Alegam – em síntese – que o seu marido, pai e sogro, JDN, faleceu em 09 de fevereiro de 1992, mantendo-se a respetiva herança jacente, fazendo parte da mesma o prédio de pastagem e dois castanheiros, inscrito na matriz predial rústica, sob o n.º 4B2B, que confronta de Norte com A. M., Sul com A. F., Nascente com A. F. e Poente com Estrada.
Especificam que os pais da 1.ª Autora possuíram o dito prédio, por mais de 15, 20 e 30 anos, sempre o cultivando, lavrando, adubando, semeando e dele colhendo e guardando as culturas que o mesmo produzia, à vista e com o conhecimento de todas as pessoas, sem oposição de ninguém e convencidos de exercerem um direito próprio. Entendem que, por via da usucapião, a propriedade do referido prédio se radicou na esfera jurídica dos pais da 1.ª Autora.

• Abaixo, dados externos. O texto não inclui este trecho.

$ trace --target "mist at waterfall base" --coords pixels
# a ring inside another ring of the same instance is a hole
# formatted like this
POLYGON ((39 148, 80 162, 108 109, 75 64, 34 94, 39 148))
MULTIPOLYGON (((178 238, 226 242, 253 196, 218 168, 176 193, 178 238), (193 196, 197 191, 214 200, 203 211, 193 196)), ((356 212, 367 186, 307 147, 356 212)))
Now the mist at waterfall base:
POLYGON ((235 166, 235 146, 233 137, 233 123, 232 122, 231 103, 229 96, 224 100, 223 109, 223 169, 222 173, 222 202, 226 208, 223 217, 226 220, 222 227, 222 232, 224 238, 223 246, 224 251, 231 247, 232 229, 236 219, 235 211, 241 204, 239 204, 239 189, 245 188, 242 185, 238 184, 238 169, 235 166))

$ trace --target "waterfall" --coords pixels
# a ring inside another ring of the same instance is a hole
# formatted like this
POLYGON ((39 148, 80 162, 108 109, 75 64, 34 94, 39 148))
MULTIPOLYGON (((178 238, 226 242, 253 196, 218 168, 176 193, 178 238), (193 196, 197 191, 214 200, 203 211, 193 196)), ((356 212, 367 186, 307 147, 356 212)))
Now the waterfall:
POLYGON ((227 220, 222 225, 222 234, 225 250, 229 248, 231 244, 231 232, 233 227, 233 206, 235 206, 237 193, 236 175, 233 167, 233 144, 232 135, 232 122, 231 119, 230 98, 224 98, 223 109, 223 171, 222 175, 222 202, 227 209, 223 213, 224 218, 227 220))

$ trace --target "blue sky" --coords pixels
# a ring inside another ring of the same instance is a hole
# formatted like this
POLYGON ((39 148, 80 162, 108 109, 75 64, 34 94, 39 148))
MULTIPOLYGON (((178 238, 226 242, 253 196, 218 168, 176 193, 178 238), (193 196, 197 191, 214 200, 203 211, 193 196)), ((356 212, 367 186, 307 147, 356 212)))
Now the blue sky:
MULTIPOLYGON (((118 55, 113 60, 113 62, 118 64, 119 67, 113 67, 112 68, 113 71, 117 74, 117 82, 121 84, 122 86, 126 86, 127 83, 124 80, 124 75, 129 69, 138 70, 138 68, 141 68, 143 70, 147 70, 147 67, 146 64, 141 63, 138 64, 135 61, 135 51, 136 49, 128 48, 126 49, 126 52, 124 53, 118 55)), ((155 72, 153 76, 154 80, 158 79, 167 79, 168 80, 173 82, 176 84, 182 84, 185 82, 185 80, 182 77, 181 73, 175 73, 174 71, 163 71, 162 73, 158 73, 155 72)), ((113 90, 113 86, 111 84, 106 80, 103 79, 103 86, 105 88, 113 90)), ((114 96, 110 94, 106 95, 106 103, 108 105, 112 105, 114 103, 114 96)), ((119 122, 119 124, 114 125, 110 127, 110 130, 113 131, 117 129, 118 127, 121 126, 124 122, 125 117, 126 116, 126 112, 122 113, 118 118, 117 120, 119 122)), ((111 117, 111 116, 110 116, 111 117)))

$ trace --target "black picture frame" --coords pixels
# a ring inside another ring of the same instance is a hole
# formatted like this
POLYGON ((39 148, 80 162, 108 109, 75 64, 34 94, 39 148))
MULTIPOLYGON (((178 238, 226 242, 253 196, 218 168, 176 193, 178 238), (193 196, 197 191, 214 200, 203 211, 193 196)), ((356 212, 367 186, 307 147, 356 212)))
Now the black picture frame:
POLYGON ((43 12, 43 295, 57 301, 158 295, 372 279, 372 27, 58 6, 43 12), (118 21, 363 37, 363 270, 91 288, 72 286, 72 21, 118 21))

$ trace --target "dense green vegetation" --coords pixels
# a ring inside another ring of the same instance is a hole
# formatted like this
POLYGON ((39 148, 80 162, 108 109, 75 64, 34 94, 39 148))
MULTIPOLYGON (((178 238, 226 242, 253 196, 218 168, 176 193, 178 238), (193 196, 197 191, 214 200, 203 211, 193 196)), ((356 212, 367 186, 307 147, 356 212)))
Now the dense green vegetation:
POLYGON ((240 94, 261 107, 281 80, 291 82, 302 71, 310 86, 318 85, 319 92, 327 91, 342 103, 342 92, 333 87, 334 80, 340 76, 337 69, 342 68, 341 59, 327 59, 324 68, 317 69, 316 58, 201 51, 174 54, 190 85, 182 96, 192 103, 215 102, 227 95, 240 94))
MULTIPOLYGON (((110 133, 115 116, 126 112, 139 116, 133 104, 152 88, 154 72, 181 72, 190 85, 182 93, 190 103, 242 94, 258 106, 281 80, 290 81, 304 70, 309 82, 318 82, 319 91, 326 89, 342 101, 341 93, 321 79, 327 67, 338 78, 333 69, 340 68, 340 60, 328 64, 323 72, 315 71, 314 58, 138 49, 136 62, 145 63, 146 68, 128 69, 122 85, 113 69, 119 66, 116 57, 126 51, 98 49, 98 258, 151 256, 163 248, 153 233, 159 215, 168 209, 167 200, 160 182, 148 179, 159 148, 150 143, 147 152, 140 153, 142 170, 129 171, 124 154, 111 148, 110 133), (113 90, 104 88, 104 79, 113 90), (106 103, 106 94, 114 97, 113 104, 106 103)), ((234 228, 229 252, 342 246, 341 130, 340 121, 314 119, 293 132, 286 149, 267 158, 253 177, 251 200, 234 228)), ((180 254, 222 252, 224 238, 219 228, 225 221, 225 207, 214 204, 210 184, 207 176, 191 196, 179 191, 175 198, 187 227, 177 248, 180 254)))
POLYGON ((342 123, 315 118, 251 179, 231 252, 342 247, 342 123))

Acrescentam que, depois de seus pais, de quem o herdou, a 1.ª Autora e seu marido possuíram o mesmo prédio durante mais de 15, 20, 30 e mais anos, sempre o cultivando, lavrando, adubando, semeando e dele colhendo e guardando as culturas que o mesmo proporcionava, sempre à vista e com o conhecimento de todas as pessoas, sem a oposição de ninguém, convencidos de exercerem um direito próprio.
Mais alegam que, através de escritura de justificação e venda, celebrada no Cartório Notarial de Bragança, no dia 20 de novembro de 1995, o 1.º Réu se arrogou dono do referido prédio e vendeu-o aos 2.º Réus. Também que estes, em 10 de março de 1997, por escritura celebrada no Cartório Notarial de Bragança, doaram à 3.ª Ré, sua filha, o referido prédio.
Afirmam serem falsas as declarações produzidas pelos declarantes na escritura de justificação e compra e venda que o 1.º Réu celebrou, já que este nunca esteve na posse do referido prédio.
Os Réus vieram contestar, excecionando a falta de patrocínio judiciário, alegadamente por os Autores não terem conferido ao Advogado que faticamente os acompanha quaisquer poderes; excecionando a ilegitimidade passiva, por a Ré SM ser casada e o imóvel dos autos se integrar no casal comum da mesma com o marido; excecionando a ilegitimidade ativa, por a ação dever ter sido intentada pela herança indivisa e excecionando a ineptidão da petição inicial, por alegadamente os pedidos estarem em contradição com o fundamento da ação.
Impugnam a generalidade da matéria de facto da Petição, contrapondo que, na data de outorga da escritura de justificação e compra e venda, o Réu E. B. era efectivamente dono e legítimo proprietário do prédio dos autos, já que, por si e seus maiores, vinha detendo e fruindo o mesmo, pacífica e publicamente, com animus domini, e sem oposição de quem quer que fosse, há mais de 20 e 30 anos, sem interrupção, à vista de toda a gente.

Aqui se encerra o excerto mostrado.